DEAR ABBY: I’m in my early 30s; My wife is 46 years old. We have been married for three years. He has a daughter named “Kiki” who is 24 years old. Kiki has always been pampered and treated; He learned to lie and manipulate in his childhood.

I tried to help him because I believed him when he said his parents were trying to make amends. Kiki has a DUI and was evicted when her parents asked her to pay the rent herself instead of paying them. They give him his cars, but he scraps them and leaves them on the side of the road.

We have a 3 week old baby and a mortgage. I don’t think his daughter should still be in our budget, but my husband can’t say no to giving her money. Kiki is a habitual liar and user. He can’t pay for gas because he buys weed and alcohol instead, sure everyone else will pay once their utilities are shut down.

I don’t think it’s fair that we pay for him. Is 24 years old young enough to need this much help? My husband is very defensive about this.

— USED IN NORTH CAROLINA

DEAR USED: Considering the history of this troubled young woman, your husband has made a huge mistake by keeping her dependent on him. Independence is something he may need to learn gradually. Your husband should sit down with Kiki and explain that he loves her, but that he now needs to find a job to support himself and that he will help her get used to being responsible for himself for a certain period of time.

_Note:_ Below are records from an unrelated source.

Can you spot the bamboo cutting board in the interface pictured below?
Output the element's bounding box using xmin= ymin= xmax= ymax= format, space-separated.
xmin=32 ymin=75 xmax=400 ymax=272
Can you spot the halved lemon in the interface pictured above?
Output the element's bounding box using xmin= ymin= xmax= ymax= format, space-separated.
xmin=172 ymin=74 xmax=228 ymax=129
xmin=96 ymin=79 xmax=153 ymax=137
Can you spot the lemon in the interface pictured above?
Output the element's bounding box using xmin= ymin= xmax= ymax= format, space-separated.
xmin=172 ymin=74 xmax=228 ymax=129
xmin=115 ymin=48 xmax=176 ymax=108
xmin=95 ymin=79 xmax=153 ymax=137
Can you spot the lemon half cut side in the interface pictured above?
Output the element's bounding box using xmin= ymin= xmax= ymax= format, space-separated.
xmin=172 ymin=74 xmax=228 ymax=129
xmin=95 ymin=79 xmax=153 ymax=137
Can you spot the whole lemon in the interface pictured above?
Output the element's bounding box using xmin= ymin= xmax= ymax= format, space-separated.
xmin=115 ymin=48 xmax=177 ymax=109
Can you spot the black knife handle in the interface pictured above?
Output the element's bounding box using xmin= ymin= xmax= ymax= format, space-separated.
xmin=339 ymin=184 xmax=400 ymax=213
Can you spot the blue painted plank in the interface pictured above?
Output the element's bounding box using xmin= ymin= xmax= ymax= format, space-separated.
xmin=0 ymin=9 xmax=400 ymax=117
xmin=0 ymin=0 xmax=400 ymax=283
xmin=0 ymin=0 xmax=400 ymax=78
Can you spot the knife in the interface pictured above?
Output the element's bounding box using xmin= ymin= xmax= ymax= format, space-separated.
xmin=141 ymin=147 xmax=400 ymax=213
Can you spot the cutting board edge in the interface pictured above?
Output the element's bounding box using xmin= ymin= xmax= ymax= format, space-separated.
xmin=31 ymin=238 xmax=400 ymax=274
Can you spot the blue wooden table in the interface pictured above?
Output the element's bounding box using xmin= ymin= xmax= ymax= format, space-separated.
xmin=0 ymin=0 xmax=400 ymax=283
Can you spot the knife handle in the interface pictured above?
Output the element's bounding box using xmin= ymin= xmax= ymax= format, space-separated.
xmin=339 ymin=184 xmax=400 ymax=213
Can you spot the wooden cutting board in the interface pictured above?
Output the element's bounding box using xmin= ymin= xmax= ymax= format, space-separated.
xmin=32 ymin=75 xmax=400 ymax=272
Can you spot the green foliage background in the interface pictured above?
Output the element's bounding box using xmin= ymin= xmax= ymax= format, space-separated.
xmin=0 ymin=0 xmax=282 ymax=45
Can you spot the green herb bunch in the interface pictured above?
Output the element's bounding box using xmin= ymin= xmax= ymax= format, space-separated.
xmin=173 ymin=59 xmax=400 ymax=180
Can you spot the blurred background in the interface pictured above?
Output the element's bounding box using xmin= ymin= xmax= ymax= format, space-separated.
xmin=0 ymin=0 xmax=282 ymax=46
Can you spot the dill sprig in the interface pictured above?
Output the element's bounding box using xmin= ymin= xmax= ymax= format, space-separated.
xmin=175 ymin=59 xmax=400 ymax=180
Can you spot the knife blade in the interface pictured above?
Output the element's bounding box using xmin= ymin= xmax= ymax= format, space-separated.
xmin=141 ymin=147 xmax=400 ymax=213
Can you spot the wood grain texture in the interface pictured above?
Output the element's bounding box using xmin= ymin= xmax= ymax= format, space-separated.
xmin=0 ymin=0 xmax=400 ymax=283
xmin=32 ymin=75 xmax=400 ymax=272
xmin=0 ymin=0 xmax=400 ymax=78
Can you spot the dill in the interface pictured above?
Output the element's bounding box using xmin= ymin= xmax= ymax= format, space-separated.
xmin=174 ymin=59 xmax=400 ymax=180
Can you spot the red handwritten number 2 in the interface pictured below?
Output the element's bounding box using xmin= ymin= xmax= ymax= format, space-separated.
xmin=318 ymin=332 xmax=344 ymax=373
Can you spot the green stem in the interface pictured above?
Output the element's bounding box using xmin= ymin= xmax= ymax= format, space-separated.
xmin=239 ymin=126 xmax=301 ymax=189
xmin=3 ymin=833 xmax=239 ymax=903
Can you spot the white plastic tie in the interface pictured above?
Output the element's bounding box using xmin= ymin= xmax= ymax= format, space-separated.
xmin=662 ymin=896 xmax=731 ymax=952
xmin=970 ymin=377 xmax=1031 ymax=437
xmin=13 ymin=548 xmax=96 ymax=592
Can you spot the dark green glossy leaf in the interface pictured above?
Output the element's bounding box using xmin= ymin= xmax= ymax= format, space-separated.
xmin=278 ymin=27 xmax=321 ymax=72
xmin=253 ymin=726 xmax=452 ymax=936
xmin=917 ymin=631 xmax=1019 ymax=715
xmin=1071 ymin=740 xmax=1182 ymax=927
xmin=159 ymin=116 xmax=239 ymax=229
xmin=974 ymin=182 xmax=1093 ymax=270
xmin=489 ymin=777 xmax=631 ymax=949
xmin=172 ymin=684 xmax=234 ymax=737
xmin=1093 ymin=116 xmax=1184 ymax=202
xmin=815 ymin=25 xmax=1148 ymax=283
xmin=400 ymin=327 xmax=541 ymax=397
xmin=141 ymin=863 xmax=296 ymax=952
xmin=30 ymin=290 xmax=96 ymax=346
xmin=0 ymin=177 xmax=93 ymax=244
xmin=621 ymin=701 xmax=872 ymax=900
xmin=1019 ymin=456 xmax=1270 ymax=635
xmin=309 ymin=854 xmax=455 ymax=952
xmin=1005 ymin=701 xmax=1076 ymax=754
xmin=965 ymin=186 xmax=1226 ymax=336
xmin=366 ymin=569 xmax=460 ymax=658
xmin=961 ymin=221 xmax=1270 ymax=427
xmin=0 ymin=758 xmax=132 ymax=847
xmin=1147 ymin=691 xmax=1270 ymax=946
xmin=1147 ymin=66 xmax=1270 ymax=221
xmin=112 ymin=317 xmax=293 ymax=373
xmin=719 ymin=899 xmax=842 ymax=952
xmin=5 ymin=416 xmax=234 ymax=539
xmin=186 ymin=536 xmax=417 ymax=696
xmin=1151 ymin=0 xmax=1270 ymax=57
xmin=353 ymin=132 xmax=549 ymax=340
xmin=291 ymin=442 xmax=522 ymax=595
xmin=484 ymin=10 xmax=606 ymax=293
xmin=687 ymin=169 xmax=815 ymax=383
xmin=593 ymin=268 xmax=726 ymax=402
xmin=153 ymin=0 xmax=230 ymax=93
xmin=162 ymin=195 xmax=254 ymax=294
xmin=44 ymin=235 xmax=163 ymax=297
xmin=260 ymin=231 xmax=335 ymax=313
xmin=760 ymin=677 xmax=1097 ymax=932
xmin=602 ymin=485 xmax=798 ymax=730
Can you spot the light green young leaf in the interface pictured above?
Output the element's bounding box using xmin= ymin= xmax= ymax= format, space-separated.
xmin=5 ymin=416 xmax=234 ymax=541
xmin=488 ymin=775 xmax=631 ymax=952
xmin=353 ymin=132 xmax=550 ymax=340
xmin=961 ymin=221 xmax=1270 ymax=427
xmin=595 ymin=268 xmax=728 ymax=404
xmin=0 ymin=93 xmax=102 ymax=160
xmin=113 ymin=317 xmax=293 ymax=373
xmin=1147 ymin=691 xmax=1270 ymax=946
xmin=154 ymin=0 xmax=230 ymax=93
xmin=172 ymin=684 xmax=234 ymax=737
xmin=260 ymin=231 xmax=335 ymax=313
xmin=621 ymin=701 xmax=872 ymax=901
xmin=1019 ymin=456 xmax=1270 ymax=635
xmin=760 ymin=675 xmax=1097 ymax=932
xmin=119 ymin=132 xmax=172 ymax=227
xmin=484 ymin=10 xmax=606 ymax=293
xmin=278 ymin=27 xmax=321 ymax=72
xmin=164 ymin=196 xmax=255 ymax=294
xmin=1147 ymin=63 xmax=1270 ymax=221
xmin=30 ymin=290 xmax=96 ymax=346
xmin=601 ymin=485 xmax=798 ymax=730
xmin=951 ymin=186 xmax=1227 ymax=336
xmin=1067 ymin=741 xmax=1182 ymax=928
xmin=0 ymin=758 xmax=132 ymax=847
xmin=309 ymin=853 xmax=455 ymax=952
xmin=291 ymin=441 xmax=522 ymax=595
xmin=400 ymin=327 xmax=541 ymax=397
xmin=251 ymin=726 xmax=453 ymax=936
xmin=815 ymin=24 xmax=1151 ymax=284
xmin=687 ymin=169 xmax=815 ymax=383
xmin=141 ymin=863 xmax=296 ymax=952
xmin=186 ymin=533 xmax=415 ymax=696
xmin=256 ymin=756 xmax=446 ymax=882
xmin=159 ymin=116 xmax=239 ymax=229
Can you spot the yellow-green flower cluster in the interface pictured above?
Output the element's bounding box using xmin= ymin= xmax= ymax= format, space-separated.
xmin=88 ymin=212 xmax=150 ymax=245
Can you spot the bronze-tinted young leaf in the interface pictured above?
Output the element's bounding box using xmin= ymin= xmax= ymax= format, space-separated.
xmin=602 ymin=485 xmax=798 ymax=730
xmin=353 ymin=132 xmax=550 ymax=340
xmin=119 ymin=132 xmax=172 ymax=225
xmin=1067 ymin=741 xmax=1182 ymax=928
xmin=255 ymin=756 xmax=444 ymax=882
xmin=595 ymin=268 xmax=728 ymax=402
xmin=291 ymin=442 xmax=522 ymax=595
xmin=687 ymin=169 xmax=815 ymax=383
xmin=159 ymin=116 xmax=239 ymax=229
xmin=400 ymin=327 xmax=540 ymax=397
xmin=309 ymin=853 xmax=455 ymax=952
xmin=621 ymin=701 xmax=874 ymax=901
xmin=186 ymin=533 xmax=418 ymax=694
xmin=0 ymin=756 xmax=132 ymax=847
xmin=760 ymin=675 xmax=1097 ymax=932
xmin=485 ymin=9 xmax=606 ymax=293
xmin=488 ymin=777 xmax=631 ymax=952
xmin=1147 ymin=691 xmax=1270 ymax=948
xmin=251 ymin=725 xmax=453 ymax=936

If he’s still paying his rent, there must be a definite break point. No more cars because they pose a danger on the road. He can use public transportation. And if more problems arise due to substance abuse, all bets will be off. It’s time to draw the line.

** ** **

DEAR ABBY: I’m in an online group with neighbors, but I haven’t been able to go out and meet some of the new members in person. A person signs their post in a language I don’t recognize and I was wondering if there was a polite way to ask them how their name is pronounced and what language it is in. There doesn’t seem to be a way to broach the subject without sounding negative.

Also, when I hear people at my local store speaking another language, I wonder because I speak three languages ​​semi-fluently and am interested in learning more, but again, what’s the polite way to ask?

— EXCELLENCE IN VIRGINIA

DEAR STRUGGLE: If you have the slightest concern about asking your neighbors how their name is pronounced and what language it is in, don’t do it online. Ask another neighbor or wait until you meet that person in person.

When you’re out and about and hear a language you don’t recognize, smile at people, tell them you speak three languages, speak like they do, and ask what it is because you might want to learn. If the question is asked in a friendly way, most people will answer the same way. (I did this recently at a supermarket. The answer was that they were from Indonesia and spoke Malay.)